Moreover, publicly available RNASeq data suggest that over-expression of cyclin D2 may be linked to a markedly poor prognosis, with patients expressing CCND2 at a higher level than CCND3 having a median progression free survival (PFS) of 1.55-years compared to 8.39-years in all groups. Particularly compelling is the poor PFS in high CCND2 patients with otherwise good prognoses.

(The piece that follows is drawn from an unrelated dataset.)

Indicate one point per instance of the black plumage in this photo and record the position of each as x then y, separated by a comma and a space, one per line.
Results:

In this proposal I will validate these data using advanced multiplex immunohistochemistry.

Aim My aims are to determine whether there is co-expression of cyclin D2 and cyclin D3 proteins in ABC-DLBCL using archived patient samples; determine variability of expression and correlate expression with outcome.

Methods My initial step will be to optimise antibodies for use in a multiplex system using 2 panels I have specifically designed incorporating cyclin D2 and D3, markers of cell cycle phases, and B and T cell markers. I will undertake staining of 50 ABC and 50 GCB archival DLBCL tumour samples.

I will link protein expression from multiplex experiments to an anonymised dataset of patients’ disease characteristics and survival outcome.

Use of results These results will add to existing data we have generated from cell linesof cyclin D co-expression and single cell RNA sequencing datasets .

The information will allow us to generate preliminary data regarding the role of cyclin D2 and D3 as a prognostic biomarker in DLBCL.